Amed Büyükşehir Belediye Eşbaşkan Adayı Serra Bucak, halkın ihtiyaçlarına çözüm olacak bir yerde duracaklarını belirterek, “Kayyımların yarattığı tahribatları ortadan kaldırmak ve kenttin sorunlarını çözmek için durmadan çalışacağız” dedi.

MEDİNE MAMEDOĞLU

Amed- Yerel seçimlere kısa bir zaman kala Kürdistan kentlerinde DEM Partinin belediye eşbaşkan adayları kesinleşti. Kentin yerel dinamiklerinin içinde bulunduğu delegasyon sistemi ile yapılan ön seçimler sonucu belirlenen adaylar, seçim çalışmalarına da başladı. Adayların belirlendiği kentlerden biri de Amed. Bölge için çok önemli bir noktada duran ve iki dönem boyunca kayyımın atandığı ilk büyükşehirlerden biri olan Amed’de büyükşehir belediye eşbaşkan adayları Serra Bucak ve Doğan Hatun oldu. Kayyım sürecinde çok ciddi tahribatların oluştuğu ve yolsuzluğun had safhaya ulaştığı kentte adaylardan Serra Bucak ile seçim sürecindeki çalışmaları ve seçimden sonra hayata geçirecekleri projelerine dair konuştuk. Kadını, gençliği, çocukları ve kültür sanat faaliyetlerini projelerinde ilk sıraya koyan Serra Bucak, toplumsal açıdan kentin yaşadığı sorunların çözümü için de geniş değerlendirmelerde bulundu.
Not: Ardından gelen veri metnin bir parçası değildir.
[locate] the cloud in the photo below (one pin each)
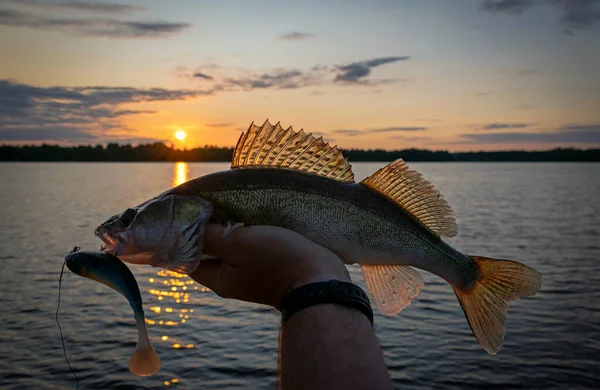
(577, 14)
(91, 27)
(202, 76)
(30, 113)
(511, 7)
(500, 126)
(352, 132)
(296, 36)
(568, 134)
(220, 125)
(346, 132)
(274, 79)
(574, 14)
(357, 71)
(281, 78)
(74, 5)
(397, 128)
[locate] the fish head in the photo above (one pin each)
(159, 232)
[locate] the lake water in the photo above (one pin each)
(544, 215)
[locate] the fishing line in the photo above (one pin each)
(57, 323)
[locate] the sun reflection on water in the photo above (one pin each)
(168, 307)
(181, 172)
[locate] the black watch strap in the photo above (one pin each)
(333, 291)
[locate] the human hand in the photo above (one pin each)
(262, 264)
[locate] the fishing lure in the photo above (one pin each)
(112, 272)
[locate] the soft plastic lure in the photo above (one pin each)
(109, 270)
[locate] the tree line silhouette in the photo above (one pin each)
(158, 151)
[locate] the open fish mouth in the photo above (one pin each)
(109, 240)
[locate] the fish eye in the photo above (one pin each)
(127, 217)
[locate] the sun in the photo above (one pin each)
(180, 135)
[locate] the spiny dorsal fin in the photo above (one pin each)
(271, 146)
(416, 195)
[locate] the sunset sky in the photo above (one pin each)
(393, 74)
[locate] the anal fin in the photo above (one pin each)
(392, 286)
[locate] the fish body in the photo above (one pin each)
(112, 272)
(163, 228)
(390, 223)
(358, 224)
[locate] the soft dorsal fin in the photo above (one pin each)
(416, 195)
(271, 146)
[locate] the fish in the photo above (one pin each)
(107, 269)
(392, 223)
(159, 231)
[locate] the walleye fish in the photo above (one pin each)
(390, 223)
(109, 270)
(166, 231)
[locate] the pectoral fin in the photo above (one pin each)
(392, 286)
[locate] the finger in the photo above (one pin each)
(223, 247)
(207, 273)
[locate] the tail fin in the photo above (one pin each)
(145, 360)
(485, 303)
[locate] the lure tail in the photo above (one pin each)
(145, 360)
(485, 303)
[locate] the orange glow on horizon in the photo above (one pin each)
(180, 135)
(181, 173)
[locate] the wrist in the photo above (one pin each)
(323, 293)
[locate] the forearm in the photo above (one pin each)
(331, 347)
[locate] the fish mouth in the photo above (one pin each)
(109, 240)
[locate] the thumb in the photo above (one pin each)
(208, 273)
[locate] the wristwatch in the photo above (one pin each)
(333, 291)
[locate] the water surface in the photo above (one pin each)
(544, 215)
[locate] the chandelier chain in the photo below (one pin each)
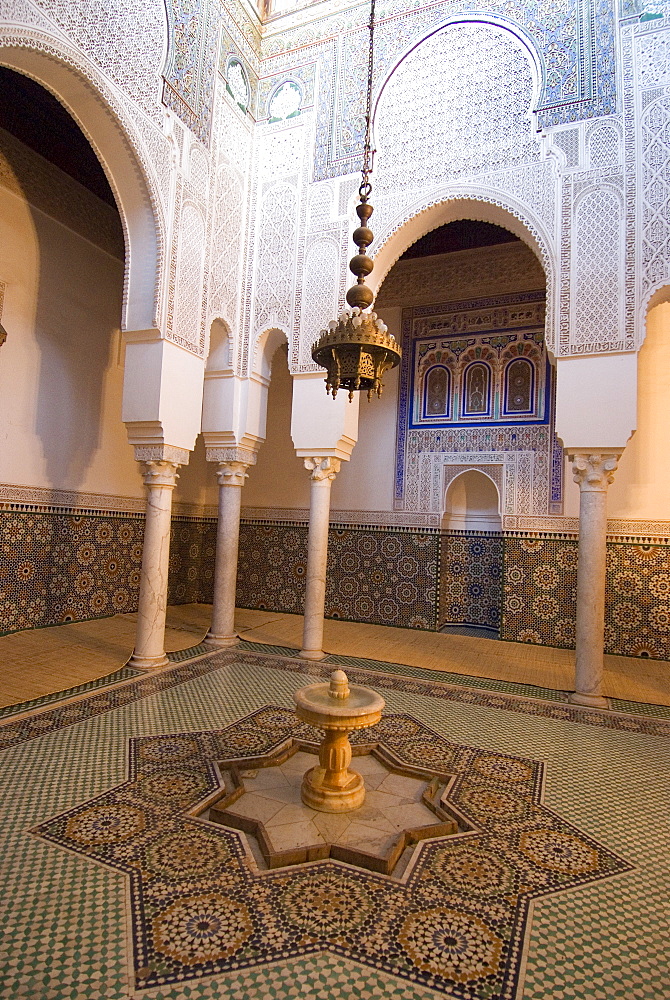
(366, 187)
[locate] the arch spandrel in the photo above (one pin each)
(87, 97)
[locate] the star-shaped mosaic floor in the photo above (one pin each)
(455, 921)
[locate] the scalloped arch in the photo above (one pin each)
(84, 92)
(480, 205)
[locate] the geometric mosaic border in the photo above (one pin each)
(17, 731)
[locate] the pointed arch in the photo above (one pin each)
(85, 94)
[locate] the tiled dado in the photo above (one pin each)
(377, 575)
(59, 567)
(540, 586)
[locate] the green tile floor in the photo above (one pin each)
(64, 919)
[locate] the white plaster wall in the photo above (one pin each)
(641, 487)
(279, 478)
(61, 367)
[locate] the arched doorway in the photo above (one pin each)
(472, 503)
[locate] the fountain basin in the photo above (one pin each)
(337, 708)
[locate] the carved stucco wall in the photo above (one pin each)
(282, 209)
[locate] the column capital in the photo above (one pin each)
(160, 473)
(322, 468)
(247, 456)
(232, 473)
(592, 470)
(161, 453)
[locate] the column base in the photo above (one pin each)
(148, 662)
(589, 700)
(312, 654)
(218, 641)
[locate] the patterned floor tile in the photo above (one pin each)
(65, 931)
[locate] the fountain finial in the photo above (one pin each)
(339, 685)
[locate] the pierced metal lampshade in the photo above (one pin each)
(357, 349)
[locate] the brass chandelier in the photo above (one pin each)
(357, 349)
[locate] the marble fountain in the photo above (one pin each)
(293, 809)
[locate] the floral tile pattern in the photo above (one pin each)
(456, 923)
(540, 591)
(470, 579)
(63, 567)
(637, 609)
(605, 773)
(382, 576)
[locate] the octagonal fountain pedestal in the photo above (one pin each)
(337, 708)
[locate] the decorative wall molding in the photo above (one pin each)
(44, 500)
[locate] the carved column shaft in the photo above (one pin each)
(323, 471)
(231, 474)
(160, 478)
(593, 473)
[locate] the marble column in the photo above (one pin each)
(322, 472)
(231, 473)
(593, 471)
(160, 478)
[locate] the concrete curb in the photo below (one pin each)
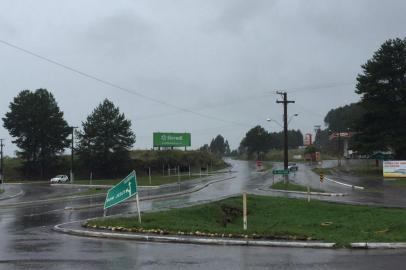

Amed Büyükşehir Belediyesi 2019 yerel seçimlerinde yüzde 60 oranında oyla HDP tarafından kazanılmıştı. Nisan ayında göreve başlayan eşbaşkanlar aynı yıl Ağustos ayında atanan kayyımlarla beraber görevlerinden alınmıştı. Bu sene 31 Mart’ta yapılacak seçimler ise halk 5 yıl aradan sonra yeniden sandık başına gidecek.

Öncelikle sizi tanıyabilir miyiz? Serra Bucak kimdir?

1976 Diyarbakır doğumluyum. Aslen Siverekliyim. 80 darbesi öncesi ailem İstanbul’a taşınmak zorunda kalınca orada büyüdüm. 90’lı yıllarda da Almanya’da üniversite okudum. Bu süre zarfında 10 yıl Almanya’da yaşadım. Orada Bremen Üniversitesi’nde Sosyal Hizmetler Uzmanlığı okudum. Daha sonra Köln Üniversitesi’ne geçiş yaparak Alman dili edebiyatı ve İtalyanca okudum. O yıllarda çocuk derneklerinde çalıştım. Göçmen ailelerin çocukları ile ilgili çalışmalar yürüttüm. 2006 yılında Diyarbakır’a yerleştim. 2012 yılına kadar Bağlar Eğitim Destek Evi’nde çalışma yürüttüm. Eğitim destek evleri belediyelerimizin ilk yıllarına tekabül ediyor. Bu noktada çok güzel çalışmalar hayata geçiriyorlardı. Bundan sonra bir yıl Sabahat Tuncel arkadaşla Ankara’da çalıştım. Daha sonra 2014 yılında büyükşehir belediyesinde encümen oldum. Eşbaşkanlık danışmanlığını yürüttüm ta ki kayyımlar atanana kadar. O yıllardan sonra da en çok bildiğimiz alanlarda çocuk çalışmalarında yer aldım. Yine kadın alanında çalışmalar yürüttüm. Son bir yıl içerisinde de Yeşil Sol Parti’nin il yönetiminde yer alarak eşbaşkanlık görevinde yer aldım. Şimdi de büyükşehir belediye eşbaşkanlığı adayı olarak alanda çalışma yürütüyorum.

Adaylık süreciniz nasıl başladı? Bu yıllarda görev ve sorumluluk alma talebiniz nasıl ortaya çıktı?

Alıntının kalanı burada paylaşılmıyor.